L'arrêt Blanco de 1873 a posé le principe : la responsabilité de l'administration n'est ni générale ni absolue, et elle obéit à des règles spéciales. Tout le droit de la responsabilité administrative découle de cette autonomie.
La responsabilité pour faute
Le principe est la faute simple.
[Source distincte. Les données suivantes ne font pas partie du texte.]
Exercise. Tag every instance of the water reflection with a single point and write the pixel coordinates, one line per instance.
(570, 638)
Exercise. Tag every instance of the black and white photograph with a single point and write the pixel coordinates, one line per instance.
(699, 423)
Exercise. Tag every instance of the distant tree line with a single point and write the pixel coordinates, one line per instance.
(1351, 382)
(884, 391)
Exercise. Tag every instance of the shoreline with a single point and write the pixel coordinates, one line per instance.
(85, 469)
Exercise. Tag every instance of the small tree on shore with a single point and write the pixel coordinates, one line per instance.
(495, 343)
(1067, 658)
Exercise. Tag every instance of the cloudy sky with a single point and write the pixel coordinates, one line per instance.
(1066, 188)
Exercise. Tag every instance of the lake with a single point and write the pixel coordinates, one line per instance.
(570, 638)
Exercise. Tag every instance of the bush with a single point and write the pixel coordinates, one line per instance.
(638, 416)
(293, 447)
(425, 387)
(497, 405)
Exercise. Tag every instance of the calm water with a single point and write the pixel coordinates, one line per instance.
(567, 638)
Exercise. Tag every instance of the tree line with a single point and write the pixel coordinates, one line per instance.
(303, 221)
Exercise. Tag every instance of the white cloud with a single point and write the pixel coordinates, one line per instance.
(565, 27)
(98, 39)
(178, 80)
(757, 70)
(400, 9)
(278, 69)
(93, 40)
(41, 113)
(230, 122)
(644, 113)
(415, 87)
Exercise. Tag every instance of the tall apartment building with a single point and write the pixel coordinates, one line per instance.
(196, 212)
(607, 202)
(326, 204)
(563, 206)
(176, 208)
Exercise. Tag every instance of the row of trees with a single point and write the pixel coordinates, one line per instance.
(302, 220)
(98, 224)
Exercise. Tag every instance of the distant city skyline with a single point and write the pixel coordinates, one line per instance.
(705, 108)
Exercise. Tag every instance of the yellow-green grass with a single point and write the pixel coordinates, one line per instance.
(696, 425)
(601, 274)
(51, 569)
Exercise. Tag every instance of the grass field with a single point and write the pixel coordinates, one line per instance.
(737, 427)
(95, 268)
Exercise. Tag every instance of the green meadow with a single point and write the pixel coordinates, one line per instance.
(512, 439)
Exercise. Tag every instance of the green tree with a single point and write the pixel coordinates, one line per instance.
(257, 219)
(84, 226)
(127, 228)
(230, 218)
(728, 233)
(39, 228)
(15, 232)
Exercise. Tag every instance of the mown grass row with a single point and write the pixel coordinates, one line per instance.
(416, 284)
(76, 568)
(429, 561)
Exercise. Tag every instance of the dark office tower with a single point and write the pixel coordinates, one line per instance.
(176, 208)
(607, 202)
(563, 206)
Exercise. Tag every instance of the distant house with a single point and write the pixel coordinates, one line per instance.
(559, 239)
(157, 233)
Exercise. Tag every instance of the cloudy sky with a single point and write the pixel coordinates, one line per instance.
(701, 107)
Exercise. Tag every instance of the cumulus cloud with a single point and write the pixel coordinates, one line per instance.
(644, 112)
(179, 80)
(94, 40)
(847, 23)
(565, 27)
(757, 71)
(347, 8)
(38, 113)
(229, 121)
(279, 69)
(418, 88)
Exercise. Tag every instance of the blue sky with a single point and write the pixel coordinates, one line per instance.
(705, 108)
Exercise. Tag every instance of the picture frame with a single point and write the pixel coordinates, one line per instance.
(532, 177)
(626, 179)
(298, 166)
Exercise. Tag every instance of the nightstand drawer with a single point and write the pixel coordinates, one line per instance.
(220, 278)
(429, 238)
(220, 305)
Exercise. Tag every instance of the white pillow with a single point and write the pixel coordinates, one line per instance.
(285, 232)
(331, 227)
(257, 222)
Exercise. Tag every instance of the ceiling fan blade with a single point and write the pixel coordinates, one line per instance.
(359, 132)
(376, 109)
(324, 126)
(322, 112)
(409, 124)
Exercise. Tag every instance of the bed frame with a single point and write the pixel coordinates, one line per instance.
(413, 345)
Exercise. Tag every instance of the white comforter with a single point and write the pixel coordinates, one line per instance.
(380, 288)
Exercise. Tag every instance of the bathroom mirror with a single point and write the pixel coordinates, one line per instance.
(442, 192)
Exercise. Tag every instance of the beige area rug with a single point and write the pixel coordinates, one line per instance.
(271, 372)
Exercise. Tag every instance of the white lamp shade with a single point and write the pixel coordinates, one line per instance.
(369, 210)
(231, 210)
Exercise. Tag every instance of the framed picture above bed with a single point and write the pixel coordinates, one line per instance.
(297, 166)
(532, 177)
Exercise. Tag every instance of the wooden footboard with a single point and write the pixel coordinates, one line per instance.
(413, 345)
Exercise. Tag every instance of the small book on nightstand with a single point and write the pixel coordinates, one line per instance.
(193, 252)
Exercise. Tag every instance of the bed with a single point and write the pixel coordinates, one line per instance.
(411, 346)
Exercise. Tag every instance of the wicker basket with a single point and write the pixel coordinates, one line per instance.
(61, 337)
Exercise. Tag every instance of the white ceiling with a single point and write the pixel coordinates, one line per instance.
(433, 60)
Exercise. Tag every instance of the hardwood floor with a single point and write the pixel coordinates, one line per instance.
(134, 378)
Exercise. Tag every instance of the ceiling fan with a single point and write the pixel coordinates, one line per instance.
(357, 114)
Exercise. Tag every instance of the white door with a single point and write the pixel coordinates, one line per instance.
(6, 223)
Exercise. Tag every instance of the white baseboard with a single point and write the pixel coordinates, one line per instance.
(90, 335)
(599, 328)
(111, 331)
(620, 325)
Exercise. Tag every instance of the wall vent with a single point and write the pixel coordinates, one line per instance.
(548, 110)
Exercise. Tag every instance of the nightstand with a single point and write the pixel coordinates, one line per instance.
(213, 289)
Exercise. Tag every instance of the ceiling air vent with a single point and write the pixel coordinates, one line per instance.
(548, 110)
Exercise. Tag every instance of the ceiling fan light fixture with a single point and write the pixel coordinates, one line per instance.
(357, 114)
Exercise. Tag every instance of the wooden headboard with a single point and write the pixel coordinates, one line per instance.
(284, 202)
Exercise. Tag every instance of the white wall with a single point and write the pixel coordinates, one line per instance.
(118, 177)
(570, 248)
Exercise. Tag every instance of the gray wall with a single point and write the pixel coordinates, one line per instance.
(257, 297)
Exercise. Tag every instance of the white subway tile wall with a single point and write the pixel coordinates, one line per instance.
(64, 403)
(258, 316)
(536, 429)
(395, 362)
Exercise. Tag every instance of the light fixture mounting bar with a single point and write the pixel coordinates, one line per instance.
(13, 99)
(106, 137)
L'exigence d'une faute lourde, longtemps répandue, a fortement reculé.
- Services médicaux : abandon de la faute lourde par l'arrêt Époux V. de 1992.
- Services fiscaux : abandon par l'arrêt Bourgeois de 1990, puis généralisation.
- Services de secours et de police opérationnelle : la faute lourde subsiste en partie, en raison de la difficulté particulière de ces activités.
Faute personnelle et faute de service
La distinction remonte à l'arrêt Pelletier de 1873. La faute de service engage l'administration devant le juge administratif ; la faute personnelle engage l'agent devant le juge judiciaire.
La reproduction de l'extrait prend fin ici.